The structure for a story and for an essay it's not that different. Both types need to have an introduction, development and conclusion. Only, for an essay they are supposed to do some research. It still needs some creativity, in that you are not supposed to just copy sentences from the sources. You are supposed to explain in your own words and make your own associations.
In the early years they still need a lot of help with research (I have a 9 year old).
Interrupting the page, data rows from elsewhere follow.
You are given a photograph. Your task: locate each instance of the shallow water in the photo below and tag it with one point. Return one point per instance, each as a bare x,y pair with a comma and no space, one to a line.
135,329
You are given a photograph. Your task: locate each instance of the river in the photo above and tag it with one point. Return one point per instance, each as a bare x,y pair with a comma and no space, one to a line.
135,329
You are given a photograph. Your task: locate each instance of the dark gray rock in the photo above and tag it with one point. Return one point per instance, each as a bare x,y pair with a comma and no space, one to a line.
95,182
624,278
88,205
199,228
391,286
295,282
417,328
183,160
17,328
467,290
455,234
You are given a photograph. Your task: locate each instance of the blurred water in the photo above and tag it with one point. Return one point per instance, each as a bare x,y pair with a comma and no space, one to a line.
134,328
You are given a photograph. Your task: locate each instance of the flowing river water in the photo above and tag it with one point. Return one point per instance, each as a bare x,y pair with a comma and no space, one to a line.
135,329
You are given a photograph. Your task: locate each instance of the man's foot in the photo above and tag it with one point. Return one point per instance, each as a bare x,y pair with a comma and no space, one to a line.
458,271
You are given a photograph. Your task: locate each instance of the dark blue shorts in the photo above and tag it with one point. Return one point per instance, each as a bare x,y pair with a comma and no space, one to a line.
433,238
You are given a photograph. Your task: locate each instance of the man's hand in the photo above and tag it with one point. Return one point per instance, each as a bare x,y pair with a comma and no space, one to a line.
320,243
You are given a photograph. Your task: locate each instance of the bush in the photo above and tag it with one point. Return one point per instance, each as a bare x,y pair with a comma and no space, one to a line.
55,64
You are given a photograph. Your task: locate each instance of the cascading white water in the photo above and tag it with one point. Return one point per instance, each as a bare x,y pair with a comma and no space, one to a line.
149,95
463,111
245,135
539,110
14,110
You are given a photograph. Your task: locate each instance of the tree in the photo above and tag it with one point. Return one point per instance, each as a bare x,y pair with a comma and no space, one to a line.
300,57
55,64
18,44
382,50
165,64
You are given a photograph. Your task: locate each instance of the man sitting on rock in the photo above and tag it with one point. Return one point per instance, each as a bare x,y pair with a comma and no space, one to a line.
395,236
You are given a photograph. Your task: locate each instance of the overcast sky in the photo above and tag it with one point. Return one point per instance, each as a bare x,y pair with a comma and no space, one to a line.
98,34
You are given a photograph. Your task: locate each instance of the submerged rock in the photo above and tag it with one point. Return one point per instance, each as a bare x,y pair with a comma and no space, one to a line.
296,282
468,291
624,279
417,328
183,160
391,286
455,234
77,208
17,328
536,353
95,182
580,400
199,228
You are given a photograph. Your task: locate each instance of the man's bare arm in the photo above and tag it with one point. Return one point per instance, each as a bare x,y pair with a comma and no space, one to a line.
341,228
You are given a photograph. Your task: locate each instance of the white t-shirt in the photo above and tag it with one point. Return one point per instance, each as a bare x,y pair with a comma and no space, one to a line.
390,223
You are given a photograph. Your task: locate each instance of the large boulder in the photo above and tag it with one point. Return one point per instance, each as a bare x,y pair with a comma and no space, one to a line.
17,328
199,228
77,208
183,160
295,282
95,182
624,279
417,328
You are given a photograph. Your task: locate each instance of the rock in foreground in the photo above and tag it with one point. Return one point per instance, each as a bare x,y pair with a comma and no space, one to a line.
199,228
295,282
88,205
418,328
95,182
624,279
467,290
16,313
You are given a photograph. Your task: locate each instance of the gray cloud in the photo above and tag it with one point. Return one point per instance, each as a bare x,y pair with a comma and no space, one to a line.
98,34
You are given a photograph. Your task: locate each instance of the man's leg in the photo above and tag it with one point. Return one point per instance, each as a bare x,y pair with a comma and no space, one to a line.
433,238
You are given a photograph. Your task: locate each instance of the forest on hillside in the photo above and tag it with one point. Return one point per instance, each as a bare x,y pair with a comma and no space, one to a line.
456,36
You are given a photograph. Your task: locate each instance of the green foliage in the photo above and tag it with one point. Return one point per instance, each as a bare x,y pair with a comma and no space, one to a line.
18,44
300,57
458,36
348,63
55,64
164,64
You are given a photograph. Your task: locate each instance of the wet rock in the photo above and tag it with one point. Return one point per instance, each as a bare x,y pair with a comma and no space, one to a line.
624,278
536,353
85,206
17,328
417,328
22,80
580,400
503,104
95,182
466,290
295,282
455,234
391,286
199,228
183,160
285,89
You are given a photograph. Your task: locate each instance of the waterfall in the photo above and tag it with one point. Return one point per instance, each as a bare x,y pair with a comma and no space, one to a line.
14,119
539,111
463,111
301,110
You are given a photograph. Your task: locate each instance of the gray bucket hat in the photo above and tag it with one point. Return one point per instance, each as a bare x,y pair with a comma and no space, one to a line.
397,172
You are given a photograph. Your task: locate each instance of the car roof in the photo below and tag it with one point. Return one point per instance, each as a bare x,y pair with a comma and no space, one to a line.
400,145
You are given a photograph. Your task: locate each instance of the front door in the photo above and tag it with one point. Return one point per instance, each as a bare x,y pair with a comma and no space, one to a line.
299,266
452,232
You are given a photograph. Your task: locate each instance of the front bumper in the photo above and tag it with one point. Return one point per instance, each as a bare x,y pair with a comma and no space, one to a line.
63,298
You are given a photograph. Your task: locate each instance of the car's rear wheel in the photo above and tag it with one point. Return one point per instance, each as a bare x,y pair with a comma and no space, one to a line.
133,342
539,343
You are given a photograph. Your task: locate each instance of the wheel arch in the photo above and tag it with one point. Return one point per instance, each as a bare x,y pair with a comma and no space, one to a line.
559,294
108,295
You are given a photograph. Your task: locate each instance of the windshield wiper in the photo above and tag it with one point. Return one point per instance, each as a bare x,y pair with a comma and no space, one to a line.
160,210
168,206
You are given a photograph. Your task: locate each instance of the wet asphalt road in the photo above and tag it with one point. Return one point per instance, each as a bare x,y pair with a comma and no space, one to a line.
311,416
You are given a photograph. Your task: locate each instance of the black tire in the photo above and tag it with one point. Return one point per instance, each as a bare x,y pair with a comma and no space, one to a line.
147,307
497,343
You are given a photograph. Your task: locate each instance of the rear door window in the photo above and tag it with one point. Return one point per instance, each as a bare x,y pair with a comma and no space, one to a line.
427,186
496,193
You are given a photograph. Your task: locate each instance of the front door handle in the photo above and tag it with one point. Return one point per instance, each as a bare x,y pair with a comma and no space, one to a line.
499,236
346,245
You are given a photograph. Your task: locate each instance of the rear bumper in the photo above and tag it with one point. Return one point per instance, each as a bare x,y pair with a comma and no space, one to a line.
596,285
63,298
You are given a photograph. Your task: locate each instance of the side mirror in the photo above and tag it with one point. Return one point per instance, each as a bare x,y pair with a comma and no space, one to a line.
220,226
TeenAndTween · 10/10/2014 15:57

I agree it is a problem if that is all they are doing.

What about Instructions, Persuasion etc?

MilkRunningOutAgain · 10/10/2014 16:03

It was the same at DSs primary. He has just gone to secondary where there is much less creative writing involved, and much more factual writing, he enjoys it much more.

Thatssofunny · 10/10/2014 20:15

How odd. I don't think I've ever set a story as homework. (My class' English homework tends to be spelling, reading and grammar.) Stories need to be planned, developed, drafted and redrafted, before the final version is eventually created. The entire process takes ages.
We cover one narrative and one non-fiction text type per term. The narrative will focus on a different aspect each time. For non-fiction texts, mine know that they usually need an introduction, middle section and conclusion. They are beginning to link sections more successfully and to develop and control how they structure their texts.

nonicknameseemsavailable · 10/10/2014 20:33

my guess is it would be lazy homework (from the non imaginative teacher's point of view not the child's)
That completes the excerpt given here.